Avram Petrovich Ratkov (21 October 1773 – 26 December 1829) was a Russian general of Serbian descent who participated in many battles, including the Battle of Borodino where he commanded the reserve military force with the rank of major general.

Biography
He was a descendant of a Serbian Orthodox priest who settled in Russia in today's Donbas from the so-called Transcarpathian territories of the Habsburg monarchy's Military Frontier during the reign of Empress Catherine the Great. His biography states that he comes from nobles of Belozersk in Novgorod Governorate and that he entered the service on the 1st of January 1783 in the Revel Garrison Regiment.
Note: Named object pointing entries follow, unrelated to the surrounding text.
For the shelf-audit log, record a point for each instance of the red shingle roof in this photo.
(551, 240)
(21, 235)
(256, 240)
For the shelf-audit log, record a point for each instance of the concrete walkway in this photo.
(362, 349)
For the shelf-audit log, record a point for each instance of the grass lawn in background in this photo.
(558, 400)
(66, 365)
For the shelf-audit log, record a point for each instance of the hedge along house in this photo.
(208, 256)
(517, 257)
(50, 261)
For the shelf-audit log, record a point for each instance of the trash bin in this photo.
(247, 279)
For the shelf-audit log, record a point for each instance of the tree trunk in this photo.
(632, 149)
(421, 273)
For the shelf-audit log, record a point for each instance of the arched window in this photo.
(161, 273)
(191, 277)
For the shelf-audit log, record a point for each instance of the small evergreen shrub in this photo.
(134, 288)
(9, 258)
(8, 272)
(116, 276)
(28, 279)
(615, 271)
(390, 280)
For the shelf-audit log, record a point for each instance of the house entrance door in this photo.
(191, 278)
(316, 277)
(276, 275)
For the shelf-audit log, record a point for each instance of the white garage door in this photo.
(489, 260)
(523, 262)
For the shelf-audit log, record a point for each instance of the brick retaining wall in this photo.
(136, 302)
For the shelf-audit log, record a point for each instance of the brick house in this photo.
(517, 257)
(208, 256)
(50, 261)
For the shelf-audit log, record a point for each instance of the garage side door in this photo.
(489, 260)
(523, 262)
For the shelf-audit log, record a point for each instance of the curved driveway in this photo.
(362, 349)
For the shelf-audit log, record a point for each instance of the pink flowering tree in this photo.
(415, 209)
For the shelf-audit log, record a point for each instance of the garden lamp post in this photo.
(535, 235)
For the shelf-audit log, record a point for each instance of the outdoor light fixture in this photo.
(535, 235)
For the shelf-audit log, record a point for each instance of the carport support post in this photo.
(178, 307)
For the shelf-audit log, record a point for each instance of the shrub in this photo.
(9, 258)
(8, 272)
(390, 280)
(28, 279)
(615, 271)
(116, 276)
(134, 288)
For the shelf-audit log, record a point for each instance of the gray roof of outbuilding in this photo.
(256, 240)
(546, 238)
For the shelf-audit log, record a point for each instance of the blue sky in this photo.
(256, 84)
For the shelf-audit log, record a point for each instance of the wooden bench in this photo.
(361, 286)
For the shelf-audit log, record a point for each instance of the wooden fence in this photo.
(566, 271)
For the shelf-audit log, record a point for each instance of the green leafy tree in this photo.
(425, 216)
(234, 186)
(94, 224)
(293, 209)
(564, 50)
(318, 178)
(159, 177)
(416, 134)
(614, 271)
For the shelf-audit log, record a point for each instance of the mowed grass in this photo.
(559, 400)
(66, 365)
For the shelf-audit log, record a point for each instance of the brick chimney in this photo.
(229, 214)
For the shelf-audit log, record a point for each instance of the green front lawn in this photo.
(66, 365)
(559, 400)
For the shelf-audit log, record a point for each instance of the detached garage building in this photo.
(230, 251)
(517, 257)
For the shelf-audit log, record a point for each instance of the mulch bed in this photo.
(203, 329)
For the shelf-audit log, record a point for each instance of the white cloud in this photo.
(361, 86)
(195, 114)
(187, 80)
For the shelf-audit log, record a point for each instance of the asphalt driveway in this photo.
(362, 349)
On 10 November 1796, he was transferred to the famed Semyonovsky Regiment. That year (1796) Ratkov was awarded the Order of Saint Anna, 2nd degree, elevated to the rank of colonel and adjutant general for his past military services against the enemies of the Empire.

Military career
After the Battle of Friedland in 1807, Ratkov was promoted major general (12 December 1807) and awarded the Order of Saint Vladimir, 4th class with a bow for bravery exhibited under fire in the major engagement between the French and Russian forces. Also, he was appointed chef of the Kazan Musketeer Regiment located in the Caucasus.  On 11 November 1809, he took leave from the army for four years. On 10 November 1813, he accepted to serve in the military and remain in the Reserve Army as a major general. In 1814 he was with the divisional commander of the 10th Infantry Division in the Napoleonic Wars over the next couple of years until Napoleonic France was defeated.
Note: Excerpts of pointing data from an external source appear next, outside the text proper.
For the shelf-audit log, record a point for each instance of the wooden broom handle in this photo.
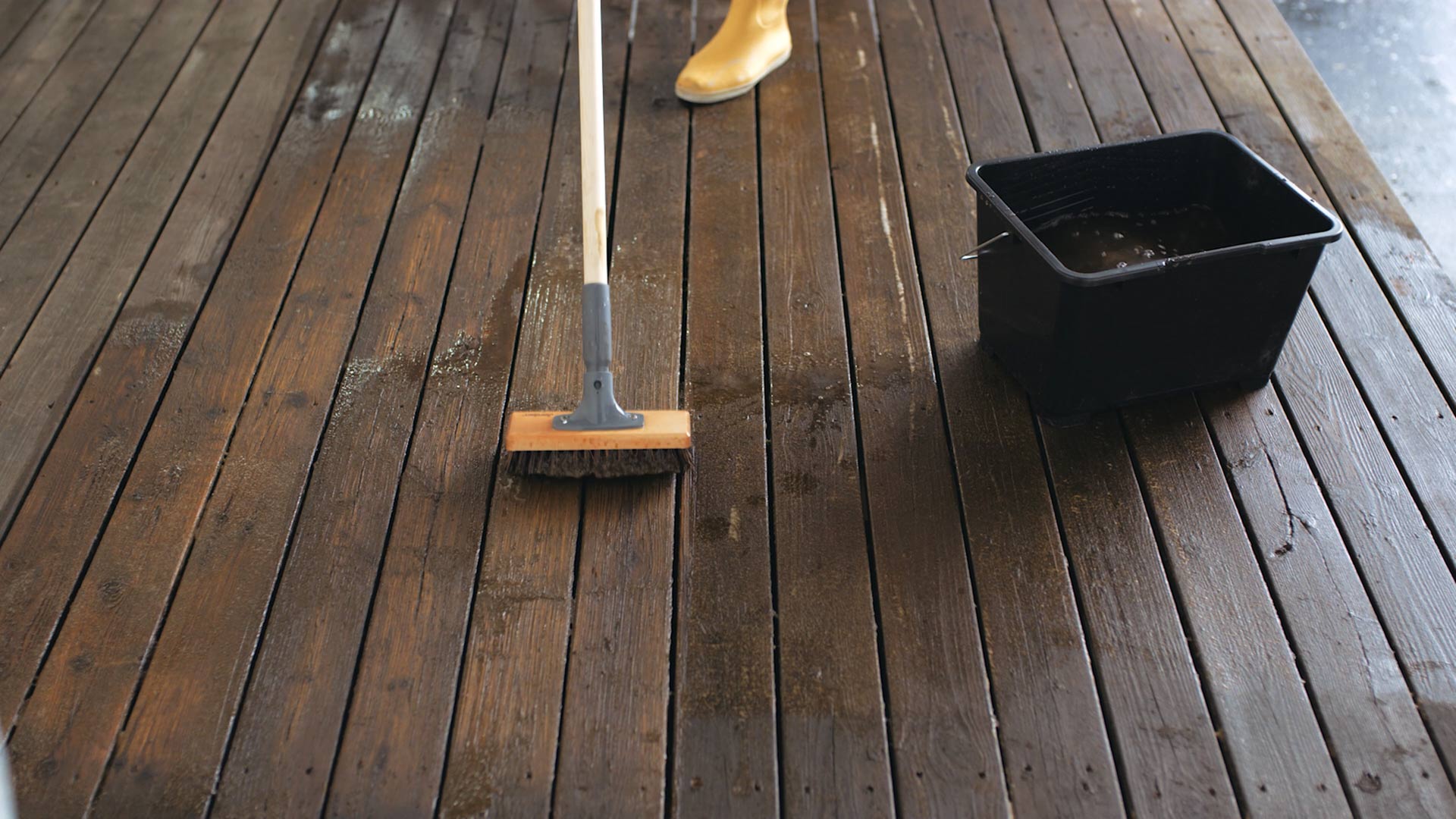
(593, 145)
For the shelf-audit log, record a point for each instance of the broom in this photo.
(599, 439)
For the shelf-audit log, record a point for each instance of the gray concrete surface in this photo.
(1392, 67)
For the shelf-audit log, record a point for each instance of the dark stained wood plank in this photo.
(15, 15)
(986, 96)
(1362, 482)
(162, 761)
(934, 659)
(1413, 278)
(55, 356)
(613, 726)
(243, 534)
(36, 52)
(1280, 765)
(1373, 725)
(503, 746)
(726, 722)
(1404, 398)
(118, 607)
(835, 751)
(73, 493)
(394, 748)
(104, 131)
(1169, 752)
(1298, 541)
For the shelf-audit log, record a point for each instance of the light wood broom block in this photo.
(663, 428)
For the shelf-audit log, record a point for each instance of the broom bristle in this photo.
(599, 463)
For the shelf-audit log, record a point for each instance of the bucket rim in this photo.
(1022, 231)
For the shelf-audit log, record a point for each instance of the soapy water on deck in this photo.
(1092, 242)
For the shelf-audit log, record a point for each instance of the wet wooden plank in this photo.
(1229, 613)
(832, 708)
(118, 605)
(101, 98)
(1304, 553)
(503, 745)
(258, 491)
(397, 735)
(726, 717)
(72, 496)
(932, 645)
(1405, 400)
(74, 488)
(36, 52)
(15, 15)
(1363, 484)
(613, 726)
(1420, 287)
(162, 761)
(1168, 754)
(55, 354)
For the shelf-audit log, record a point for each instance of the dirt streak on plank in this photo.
(504, 730)
(162, 761)
(726, 732)
(36, 53)
(64, 153)
(934, 662)
(1414, 279)
(72, 494)
(1408, 585)
(832, 708)
(82, 697)
(57, 352)
(613, 727)
(395, 741)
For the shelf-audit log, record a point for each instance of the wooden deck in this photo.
(273, 271)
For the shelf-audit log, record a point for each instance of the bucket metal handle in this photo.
(981, 248)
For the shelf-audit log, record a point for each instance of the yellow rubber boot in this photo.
(753, 41)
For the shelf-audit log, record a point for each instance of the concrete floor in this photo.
(1392, 67)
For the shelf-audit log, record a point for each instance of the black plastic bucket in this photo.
(1085, 341)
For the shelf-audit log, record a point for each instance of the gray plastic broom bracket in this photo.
(599, 409)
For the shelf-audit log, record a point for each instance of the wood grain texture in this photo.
(49, 190)
(1293, 755)
(1362, 482)
(503, 745)
(270, 558)
(613, 726)
(397, 735)
(1405, 400)
(74, 488)
(832, 708)
(1410, 273)
(55, 356)
(726, 719)
(15, 15)
(1286, 513)
(77, 485)
(932, 635)
(69, 729)
(36, 49)
(162, 761)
He was appointed the commander of the 3rd Brigade of the 6th Infantry Division on 19 March 1816. In August 1822, he was appointed the commander of the 1st Garrison Battalion and Brigadier commander of the Life Guards, but two years later (27 July 1824), he was removed from the battalion command at his own request but remained in the post of the Brigade command of the Life Guards. In August 1826, he was awarded the Order of Saint Anna, 1st degree "For excellent, diligent, long-term service." In November 1826, he was awarded the Order of St. George, 4th class.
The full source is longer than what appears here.